JURISPRUDÊNCIA DO SUPREMO
O caso chegou ao STF após o 1º vice-presidente do Tribunal de Justiça do Paraná (TJ-PR) se recusar a analisar o pedido da defesa, sob a justificativa de que o pleito "escaparia à esfera de atuação" do órgão. O entendimento era de que a retroatividade do ANPP se aplicaria apenas a processos onde a denúncia ainda não tivesse sido recebida.
Toffoli considerou que esse posicionamento das instâncias inferiores foi superado pela jurisprudência mais recente e consolidada do STF, que estendeu a aplicação do Art. 28-A do CPP para ações penais em curso até o trânsito em julgado da sentença condenatória.
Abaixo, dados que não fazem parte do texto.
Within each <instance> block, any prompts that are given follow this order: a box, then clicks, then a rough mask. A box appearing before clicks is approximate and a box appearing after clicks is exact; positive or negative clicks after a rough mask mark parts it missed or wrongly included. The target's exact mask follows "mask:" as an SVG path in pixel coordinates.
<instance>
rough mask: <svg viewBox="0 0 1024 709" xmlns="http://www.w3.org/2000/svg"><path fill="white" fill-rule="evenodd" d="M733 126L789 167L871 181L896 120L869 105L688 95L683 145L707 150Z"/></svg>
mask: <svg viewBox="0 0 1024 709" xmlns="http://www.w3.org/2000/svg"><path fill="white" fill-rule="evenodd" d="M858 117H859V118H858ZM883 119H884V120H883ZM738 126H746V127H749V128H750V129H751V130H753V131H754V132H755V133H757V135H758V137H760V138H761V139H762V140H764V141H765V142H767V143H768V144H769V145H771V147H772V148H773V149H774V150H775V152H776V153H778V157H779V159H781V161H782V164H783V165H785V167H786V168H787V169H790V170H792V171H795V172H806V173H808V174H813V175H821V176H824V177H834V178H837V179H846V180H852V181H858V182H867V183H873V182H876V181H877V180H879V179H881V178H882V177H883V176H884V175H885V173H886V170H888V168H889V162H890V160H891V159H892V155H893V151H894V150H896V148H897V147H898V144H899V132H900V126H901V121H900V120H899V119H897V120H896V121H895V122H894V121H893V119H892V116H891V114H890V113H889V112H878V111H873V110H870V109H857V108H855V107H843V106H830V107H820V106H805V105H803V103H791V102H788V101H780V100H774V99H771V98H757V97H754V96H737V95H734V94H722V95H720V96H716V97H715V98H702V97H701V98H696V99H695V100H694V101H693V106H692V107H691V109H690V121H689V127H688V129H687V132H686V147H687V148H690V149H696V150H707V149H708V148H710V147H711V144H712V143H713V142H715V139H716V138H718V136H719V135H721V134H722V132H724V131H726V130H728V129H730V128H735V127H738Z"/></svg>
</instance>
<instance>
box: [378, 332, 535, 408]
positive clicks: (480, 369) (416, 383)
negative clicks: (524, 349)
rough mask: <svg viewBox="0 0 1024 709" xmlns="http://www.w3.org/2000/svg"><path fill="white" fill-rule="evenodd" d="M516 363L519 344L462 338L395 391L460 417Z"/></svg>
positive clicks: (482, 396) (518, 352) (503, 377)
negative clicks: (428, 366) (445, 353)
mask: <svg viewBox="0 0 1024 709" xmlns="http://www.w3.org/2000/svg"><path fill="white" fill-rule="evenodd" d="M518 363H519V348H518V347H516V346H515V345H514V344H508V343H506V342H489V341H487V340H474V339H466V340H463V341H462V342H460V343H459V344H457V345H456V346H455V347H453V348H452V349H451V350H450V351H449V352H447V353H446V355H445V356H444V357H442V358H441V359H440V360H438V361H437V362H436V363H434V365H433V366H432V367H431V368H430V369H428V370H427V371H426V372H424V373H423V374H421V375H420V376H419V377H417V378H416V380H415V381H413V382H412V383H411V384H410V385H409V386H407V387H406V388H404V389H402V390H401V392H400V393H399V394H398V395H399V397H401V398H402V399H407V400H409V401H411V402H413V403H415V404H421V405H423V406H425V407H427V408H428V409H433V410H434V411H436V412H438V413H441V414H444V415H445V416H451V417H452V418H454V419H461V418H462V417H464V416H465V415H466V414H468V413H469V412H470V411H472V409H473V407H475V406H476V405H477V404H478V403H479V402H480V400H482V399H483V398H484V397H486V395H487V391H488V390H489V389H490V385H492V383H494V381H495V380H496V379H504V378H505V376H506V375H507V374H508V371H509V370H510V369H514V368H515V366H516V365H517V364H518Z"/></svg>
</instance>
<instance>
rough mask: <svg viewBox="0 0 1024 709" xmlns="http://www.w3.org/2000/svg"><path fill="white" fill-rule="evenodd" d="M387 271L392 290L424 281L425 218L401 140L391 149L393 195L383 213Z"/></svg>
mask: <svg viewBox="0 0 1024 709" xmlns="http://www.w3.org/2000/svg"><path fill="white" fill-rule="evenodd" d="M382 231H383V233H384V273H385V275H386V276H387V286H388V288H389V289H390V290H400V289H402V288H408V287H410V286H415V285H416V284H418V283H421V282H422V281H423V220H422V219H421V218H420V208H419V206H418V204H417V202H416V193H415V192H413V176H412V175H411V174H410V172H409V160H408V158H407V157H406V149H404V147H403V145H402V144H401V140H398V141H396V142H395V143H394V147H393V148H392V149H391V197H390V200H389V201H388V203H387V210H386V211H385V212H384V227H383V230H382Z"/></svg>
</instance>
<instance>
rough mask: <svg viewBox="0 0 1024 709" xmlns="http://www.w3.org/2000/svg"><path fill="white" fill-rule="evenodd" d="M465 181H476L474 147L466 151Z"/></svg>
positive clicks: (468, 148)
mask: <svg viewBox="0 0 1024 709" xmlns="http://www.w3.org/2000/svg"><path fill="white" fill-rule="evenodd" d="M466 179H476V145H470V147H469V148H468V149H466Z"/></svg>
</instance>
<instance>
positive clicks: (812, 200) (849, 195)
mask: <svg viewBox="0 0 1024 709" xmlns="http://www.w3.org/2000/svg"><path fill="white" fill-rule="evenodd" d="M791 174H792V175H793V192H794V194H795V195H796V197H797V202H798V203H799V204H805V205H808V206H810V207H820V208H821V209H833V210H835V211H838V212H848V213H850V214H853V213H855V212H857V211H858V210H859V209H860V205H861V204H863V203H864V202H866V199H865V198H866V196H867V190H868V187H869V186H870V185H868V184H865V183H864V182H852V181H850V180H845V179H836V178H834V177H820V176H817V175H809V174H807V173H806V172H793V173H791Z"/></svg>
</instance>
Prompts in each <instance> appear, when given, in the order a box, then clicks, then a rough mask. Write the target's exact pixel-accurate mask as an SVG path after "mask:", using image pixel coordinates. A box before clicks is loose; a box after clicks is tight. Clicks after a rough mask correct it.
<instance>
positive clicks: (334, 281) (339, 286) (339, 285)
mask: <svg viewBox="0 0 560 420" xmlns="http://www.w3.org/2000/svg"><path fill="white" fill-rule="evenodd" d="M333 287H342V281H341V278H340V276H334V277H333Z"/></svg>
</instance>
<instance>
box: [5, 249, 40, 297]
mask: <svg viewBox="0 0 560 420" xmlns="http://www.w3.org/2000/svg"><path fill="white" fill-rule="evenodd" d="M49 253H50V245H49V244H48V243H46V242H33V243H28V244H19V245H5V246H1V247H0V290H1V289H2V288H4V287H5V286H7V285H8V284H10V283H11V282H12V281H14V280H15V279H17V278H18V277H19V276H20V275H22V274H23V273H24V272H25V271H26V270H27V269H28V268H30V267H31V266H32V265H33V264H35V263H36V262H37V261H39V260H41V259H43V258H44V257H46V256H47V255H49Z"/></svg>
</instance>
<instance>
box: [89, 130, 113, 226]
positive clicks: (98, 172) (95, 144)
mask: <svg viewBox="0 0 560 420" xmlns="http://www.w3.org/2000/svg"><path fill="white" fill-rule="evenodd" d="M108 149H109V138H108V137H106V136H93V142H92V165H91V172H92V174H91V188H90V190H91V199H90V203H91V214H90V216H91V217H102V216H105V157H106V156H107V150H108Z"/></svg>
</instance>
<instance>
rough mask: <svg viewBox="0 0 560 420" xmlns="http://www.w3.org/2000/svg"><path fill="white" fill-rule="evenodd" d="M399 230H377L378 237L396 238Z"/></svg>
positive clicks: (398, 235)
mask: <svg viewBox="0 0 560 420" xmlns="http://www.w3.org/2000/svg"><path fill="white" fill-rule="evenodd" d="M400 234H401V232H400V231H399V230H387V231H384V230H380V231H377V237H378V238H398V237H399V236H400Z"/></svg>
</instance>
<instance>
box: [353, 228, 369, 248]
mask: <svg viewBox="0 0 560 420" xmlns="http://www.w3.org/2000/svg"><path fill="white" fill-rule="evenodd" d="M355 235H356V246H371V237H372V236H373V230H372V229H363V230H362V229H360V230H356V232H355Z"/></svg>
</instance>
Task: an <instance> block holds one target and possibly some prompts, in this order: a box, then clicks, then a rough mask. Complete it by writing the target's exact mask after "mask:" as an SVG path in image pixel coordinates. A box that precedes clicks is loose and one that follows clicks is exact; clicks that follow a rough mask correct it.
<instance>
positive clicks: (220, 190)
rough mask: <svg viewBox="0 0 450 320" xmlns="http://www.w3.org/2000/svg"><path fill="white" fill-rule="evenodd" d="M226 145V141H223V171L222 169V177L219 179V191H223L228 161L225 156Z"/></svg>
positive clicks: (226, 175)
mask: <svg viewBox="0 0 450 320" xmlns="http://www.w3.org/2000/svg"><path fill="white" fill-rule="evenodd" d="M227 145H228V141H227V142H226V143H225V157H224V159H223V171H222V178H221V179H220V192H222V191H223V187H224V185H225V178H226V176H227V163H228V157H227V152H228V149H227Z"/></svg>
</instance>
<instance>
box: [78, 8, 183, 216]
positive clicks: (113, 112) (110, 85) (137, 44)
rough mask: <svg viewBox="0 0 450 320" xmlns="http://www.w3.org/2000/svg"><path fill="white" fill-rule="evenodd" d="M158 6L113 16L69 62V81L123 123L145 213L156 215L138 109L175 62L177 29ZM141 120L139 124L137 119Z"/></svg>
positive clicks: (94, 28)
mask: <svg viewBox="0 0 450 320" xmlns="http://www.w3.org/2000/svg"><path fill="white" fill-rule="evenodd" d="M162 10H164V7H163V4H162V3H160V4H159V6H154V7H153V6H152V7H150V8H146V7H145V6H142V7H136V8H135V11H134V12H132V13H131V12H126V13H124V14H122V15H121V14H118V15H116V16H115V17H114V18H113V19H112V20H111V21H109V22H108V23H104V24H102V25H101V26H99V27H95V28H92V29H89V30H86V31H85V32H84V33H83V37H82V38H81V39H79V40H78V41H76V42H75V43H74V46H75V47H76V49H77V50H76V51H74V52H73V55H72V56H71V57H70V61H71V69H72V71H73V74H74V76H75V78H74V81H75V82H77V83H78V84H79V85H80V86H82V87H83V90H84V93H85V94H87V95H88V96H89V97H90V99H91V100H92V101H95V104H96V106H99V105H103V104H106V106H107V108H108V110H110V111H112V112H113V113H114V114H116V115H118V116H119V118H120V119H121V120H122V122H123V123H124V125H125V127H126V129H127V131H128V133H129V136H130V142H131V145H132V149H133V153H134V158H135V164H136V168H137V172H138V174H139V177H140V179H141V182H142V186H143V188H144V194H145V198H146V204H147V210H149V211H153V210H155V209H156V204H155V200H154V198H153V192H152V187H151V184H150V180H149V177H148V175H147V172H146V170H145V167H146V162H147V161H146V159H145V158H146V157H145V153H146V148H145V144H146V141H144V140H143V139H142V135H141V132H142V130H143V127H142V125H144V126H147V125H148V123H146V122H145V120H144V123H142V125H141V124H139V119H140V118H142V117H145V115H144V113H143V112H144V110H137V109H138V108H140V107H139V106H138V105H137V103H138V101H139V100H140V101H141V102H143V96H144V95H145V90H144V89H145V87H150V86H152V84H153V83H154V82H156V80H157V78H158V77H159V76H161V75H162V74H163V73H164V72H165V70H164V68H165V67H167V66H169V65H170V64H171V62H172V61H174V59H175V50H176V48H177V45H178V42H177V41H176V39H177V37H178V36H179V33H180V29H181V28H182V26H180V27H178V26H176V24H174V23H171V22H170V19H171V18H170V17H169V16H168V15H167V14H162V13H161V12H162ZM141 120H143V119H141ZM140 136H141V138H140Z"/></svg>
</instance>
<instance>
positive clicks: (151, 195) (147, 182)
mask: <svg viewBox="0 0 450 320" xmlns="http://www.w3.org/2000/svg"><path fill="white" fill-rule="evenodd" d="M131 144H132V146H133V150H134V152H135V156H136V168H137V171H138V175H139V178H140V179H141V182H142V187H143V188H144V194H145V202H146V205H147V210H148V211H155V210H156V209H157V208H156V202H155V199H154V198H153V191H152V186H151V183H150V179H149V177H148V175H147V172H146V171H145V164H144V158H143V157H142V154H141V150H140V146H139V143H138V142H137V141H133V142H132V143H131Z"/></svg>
"Essa inovação legislativa, ao obstar a aplicação da sanção penal, é norma penal de caráter mais favorável ao réu e, nos termos do art. 5º, inciso XL, da Constituição Federal, deve ser aplicada de forma retroativa a atingir tanto investigações criminais quanto ações penais em curso até o trânsito em julgado", afirmou o ministro.
A decisão reforça a possibilidade de aplicação do ANPP em qualquer momento processual antes que a condenação se torne definitiva, assegurando o princípio da retroatividade da lei penal mais benéfica.